The FDA’s decision will allow the drug, developed along with Sanofi SA, to be prescribed to reduce the overall risk of major adverse cardiovascular events (MACE).
MACE includes heart attack, ischemic stroke, coronary heart disease and unstable chest pains requiring hospitalization.
Praluent belongs to a class of injectable biotech drugs called PCSK9 inhibitors that dramatically lower bad LDL cholesterol and reduce the risk of heart attacks and death.
The FDA also approved Praluent as an adjunct to diet, alone or in combination with other lipid-lowering therapies, for the treatment of adults with primary hyperlipidemia to reduce LDL-C.
In 2015, Praluent was approved in the United States for use as an add-on treatment to statin therapy in adults with heterozygous familial hypercholesterolemia, a condition that causes cholesterol levels in blood to shoot up. (bit.ly/1KM8WQf)

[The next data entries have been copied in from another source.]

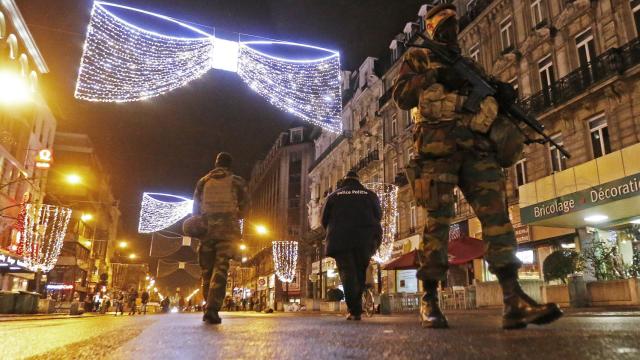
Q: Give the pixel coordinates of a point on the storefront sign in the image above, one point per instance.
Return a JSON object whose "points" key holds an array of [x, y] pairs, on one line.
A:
{"points": [[603, 194], [44, 158], [522, 233], [59, 287], [11, 262], [262, 283]]}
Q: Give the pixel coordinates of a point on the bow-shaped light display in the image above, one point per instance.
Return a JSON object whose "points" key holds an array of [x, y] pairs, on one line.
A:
{"points": [[159, 211], [124, 62]]}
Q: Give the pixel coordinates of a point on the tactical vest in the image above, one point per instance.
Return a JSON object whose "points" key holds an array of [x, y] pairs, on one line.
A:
{"points": [[218, 196]]}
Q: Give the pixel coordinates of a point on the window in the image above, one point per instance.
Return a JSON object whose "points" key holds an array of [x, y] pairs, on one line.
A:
{"points": [[558, 161], [536, 12], [296, 135], [413, 217], [599, 136], [514, 83], [506, 31], [545, 67], [474, 52], [635, 6], [586, 48], [394, 125], [521, 172]]}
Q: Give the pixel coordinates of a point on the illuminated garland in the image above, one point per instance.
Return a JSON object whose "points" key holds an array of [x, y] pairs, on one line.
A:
{"points": [[285, 259], [45, 227], [156, 214], [123, 62], [388, 195]]}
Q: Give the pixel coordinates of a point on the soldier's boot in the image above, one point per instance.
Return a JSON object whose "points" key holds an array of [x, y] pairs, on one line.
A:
{"points": [[519, 308], [212, 318], [430, 314]]}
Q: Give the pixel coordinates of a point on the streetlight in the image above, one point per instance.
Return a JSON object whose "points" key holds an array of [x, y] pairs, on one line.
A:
{"points": [[14, 90], [74, 179], [261, 230]]}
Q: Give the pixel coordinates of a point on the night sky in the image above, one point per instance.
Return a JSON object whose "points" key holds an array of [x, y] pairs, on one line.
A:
{"points": [[165, 144]]}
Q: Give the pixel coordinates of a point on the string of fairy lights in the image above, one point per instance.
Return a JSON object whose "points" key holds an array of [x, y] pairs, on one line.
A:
{"points": [[122, 62], [285, 259], [388, 195], [43, 234], [157, 214]]}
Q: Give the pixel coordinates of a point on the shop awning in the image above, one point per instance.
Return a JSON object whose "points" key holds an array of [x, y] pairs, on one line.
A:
{"points": [[461, 250]]}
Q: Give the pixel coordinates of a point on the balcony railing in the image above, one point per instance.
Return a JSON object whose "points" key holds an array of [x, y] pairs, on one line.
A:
{"points": [[610, 63], [366, 161]]}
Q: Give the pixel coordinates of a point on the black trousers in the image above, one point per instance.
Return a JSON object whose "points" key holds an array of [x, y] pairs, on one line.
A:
{"points": [[352, 267]]}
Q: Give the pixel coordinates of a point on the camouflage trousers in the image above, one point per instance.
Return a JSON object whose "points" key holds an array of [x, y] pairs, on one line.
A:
{"points": [[459, 162], [216, 249]]}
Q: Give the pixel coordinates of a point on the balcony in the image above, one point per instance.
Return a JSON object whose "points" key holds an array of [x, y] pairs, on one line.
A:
{"points": [[366, 160], [473, 12], [401, 180], [610, 63]]}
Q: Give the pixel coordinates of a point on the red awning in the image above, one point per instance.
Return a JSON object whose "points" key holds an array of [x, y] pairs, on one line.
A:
{"points": [[461, 250]]}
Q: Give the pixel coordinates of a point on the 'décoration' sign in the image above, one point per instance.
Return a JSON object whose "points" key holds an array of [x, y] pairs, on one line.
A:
{"points": [[602, 194]]}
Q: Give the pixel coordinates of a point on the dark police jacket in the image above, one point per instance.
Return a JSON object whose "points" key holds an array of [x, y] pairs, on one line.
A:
{"points": [[351, 216]]}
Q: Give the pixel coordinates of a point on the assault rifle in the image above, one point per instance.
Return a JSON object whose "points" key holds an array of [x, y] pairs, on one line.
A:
{"points": [[483, 86]]}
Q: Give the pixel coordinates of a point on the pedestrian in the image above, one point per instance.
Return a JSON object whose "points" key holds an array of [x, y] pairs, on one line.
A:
{"points": [[133, 295], [144, 300], [467, 149], [351, 217], [219, 202]]}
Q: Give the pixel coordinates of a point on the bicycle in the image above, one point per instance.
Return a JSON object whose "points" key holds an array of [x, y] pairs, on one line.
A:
{"points": [[368, 302]]}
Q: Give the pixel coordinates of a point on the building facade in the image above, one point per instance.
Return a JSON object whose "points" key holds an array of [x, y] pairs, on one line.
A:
{"points": [[27, 129], [80, 182], [279, 191], [574, 65]]}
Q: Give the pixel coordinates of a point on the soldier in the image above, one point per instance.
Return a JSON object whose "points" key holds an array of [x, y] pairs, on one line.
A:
{"points": [[219, 201], [468, 150]]}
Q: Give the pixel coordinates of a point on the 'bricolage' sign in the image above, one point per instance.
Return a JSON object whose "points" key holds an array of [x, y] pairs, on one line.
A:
{"points": [[602, 194]]}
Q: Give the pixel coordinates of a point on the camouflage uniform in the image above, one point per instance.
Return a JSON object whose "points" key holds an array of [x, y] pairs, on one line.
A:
{"points": [[222, 212], [454, 149]]}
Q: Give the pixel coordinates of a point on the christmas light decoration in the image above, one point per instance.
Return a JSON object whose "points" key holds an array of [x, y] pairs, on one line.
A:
{"points": [[44, 229], [157, 214], [388, 195], [285, 259], [123, 62]]}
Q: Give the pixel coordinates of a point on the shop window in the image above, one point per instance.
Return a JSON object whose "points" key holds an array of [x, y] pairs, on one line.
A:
{"points": [[521, 172], [506, 34], [474, 52], [12, 42], [536, 12], [635, 6], [599, 133], [558, 160]]}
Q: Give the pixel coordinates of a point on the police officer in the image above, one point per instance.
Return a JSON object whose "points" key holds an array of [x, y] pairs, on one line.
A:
{"points": [[468, 150], [219, 201], [351, 216]]}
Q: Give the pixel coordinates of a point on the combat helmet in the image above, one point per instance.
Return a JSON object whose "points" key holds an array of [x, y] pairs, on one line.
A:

Sanofi and Regeneron in February cut the list price of Praluent by 60 percent to match the price of Amgen Inc’s Repatha, another treatment to cut the risk of heart attacks, as the drugmakers try to boost the sales of the drug.
The new list price for Praluent will be $ 5,850 a year, down from more than $ 14,000 a year, when it was first approved in 2015.
Sales of both Praluent and Repatha have been severely constrained by roadblocks put up by insurers looking to limit spending on the expensive drugs.
Praluent has been approved in more than 60 countries worldwide, including the U.S., Japan, Canada, Switzerland, Mexico and Brazil, as well as the European Union.